HC Deb 21 March 1887 vol 312 cc821-3
MR. T. BLAKE (Gloucester, Forest of Dean)

asked the Secretary of State for the Home Department, Whether he has been able to obtain more detailed information as to the re-marriage of William Frederick Jaine with his wife, Fanny Jaine, at the parish church of Kimbolton on 16th February, after they had already been married at the Primitive Methodist Chapel in Leominster; whether such re-marriage was performed by the Rev. Augustus Garthwaite, Curate of Kimbolton, and with full knowledge that the parties were already married; whether, with such knowledge, he proceeded to enter the ceremony as a marriage in the Parish Register, and in the entry (No. 211) described the parties as being "bachelor" and "spinster," married after banns; whether the wilful insertion of such an entry is made a felony by the Statute 24 & 25 Vict., c. 98, s. 36; whether this re-marriage was actually celebrated without either banns or licence, in contravention both of Ecclesiastical Law and of the Statute 4 Geo. 4, c. 76, s. 21; and, if any banns were proclaimed, on what Sundays, and at whoso request, they were proclaimed, and what written record exists of the proclamation; and, whether he will direct the Public Prosecutor to take any action in the matter?

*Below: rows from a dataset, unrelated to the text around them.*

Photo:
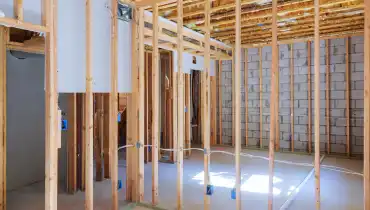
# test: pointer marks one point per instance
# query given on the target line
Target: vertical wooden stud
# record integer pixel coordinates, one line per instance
(309, 97)
(180, 105)
(220, 100)
(155, 122)
(206, 100)
(367, 106)
(113, 99)
(327, 98)
(348, 82)
(292, 97)
(274, 97)
(236, 90)
(317, 104)
(3, 38)
(260, 96)
(246, 93)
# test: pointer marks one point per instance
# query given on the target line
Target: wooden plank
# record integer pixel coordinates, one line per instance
(155, 122)
(292, 97)
(367, 106)
(327, 93)
(72, 143)
(89, 116)
(180, 106)
(3, 116)
(205, 103)
(140, 158)
(237, 93)
(246, 90)
(274, 71)
(220, 100)
(317, 103)
(348, 98)
(260, 96)
(18, 9)
(51, 155)
(309, 87)
(113, 128)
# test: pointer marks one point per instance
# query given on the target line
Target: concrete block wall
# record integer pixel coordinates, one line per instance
(337, 64)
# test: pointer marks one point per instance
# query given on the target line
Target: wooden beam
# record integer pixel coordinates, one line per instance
(113, 100)
(72, 143)
(236, 89)
(274, 97)
(3, 116)
(155, 122)
(206, 103)
(309, 97)
(141, 65)
(367, 107)
(327, 98)
(292, 97)
(180, 106)
(348, 98)
(220, 100)
(246, 90)
(260, 95)
(317, 103)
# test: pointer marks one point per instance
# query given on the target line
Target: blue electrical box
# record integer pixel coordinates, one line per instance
(64, 125)
(210, 189)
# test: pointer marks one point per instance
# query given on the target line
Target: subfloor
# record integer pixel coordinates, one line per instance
(339, 191)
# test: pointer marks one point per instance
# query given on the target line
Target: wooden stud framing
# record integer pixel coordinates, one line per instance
(206, 102)
(72, 143)
(141, 120)
(348, 82)
(274, 97)
(180, 105)
(113, 100)
(220, 100)
(246, 93)
(317, 103)
(327, 98)
(3, 38)
(292, 97)
(236, 90)
(367, 107)
(309, 97)
(51, 155)
(89, 116)
(155, 121)
(260, 96)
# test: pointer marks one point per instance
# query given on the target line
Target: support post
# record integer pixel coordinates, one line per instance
(206, 100)
(113, 100)
(274, 100)
(180, 105)
(317, 104)
(51, 104)
(292, 97)
(3, 39)
(348, 82)
(367, 106)
(236, 90)
(327, 98)
(246, 94)
(309, 97)
(155, 122)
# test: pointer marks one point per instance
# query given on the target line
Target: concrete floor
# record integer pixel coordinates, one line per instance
(338, 190)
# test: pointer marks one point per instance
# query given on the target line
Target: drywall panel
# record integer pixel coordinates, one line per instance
(6, 6)
(124, 57)
(71, 46)
(32, 11)
(101, 45)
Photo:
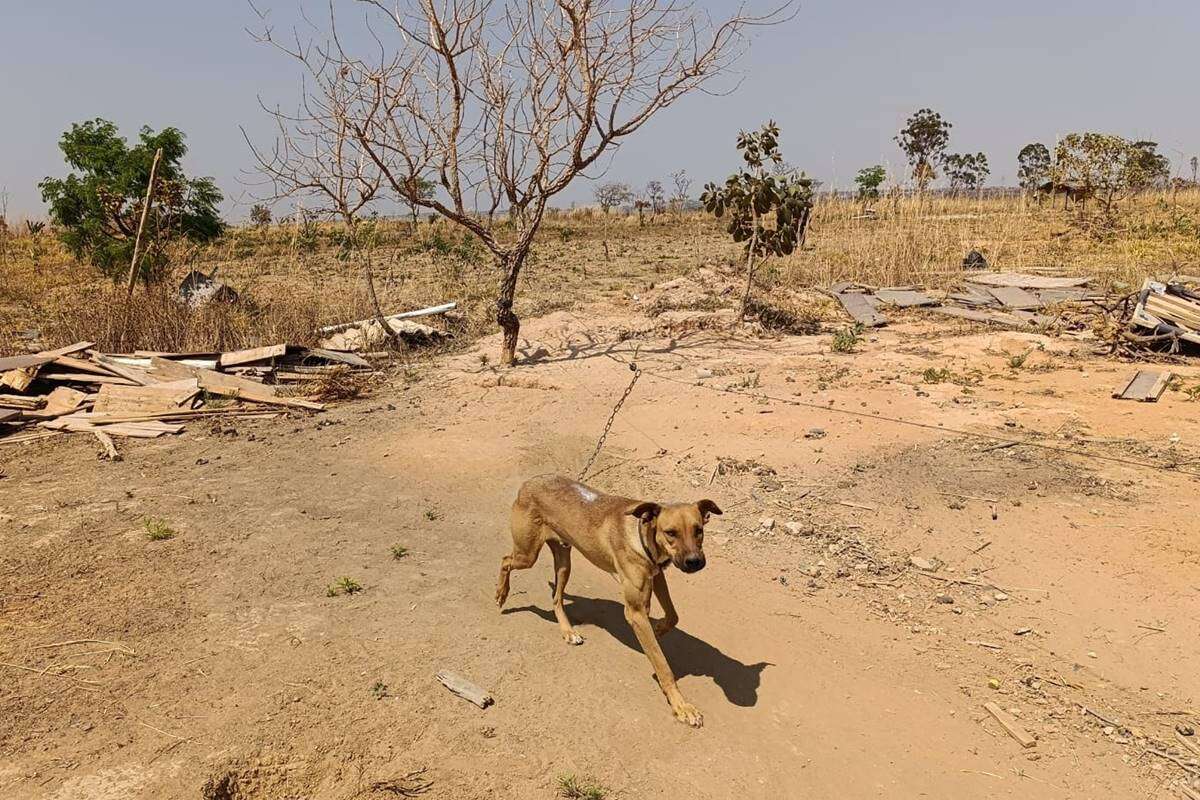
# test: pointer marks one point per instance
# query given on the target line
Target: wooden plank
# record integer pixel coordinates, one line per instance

THE SECRETARY OF STATE (Mr. MATTHEWS) (Birmingham, E.)

I have received a further letter from the Vicar of Kimbolton Parish, and have also heard from Mr. Squires, the Primitive Methodist minister at Leominster, as to the re-marriage of Mr. and Mrs. Jaine. The Vicar repeats that his curate was not aware until the following day that a religious ceremony had been performed; but believed that the parties had been married before the Registrar only. The ceremony was entered as a marriage in the Parish Register, the parties being described as stated in the Question. The Act of 24 & 25 Vict., c. 98, which makes it a felony to knowingly and unlawfully insert in any Register any false entry of any matter relating to any marriage, appears rather to be aimed at a different state of facts from that which I have mentioned. The marriage was solemnized without publication of banns, properly so-called; but there had been notice of the marriage throe times given through the Registrar's Office as provided by statute, in lieu of banns. I am led to think from the correspondence that the curate believed that he was entitled to solemnize the marriage in church without banns under 19 & 20 Vict., c. 119, s. 12, although no doubt he ought not in such a case to have entered the marriage in the Parish Register. Under all the circumstances of the case, the curate scorns to me to have acted without full knowledge of the facts, and rather per incuriam than with any fraudulent intent; and, accordingly, I am not prepared to advise the Public Prosecutor to interfere.

MR. T. BLAKE

inquired, whether a marriage could be solemnized in a church without any other notice than that given at a Registrar's Office?

MR. MATTHEWS

said, he would like Notice of the Question; but, so far as he was aware, the production of the Registrar's certificate was sufficient to entitle parties to be so married.

MR. T. BLAKE

stated that the Secretary to the Registrar General informed him to the contrary.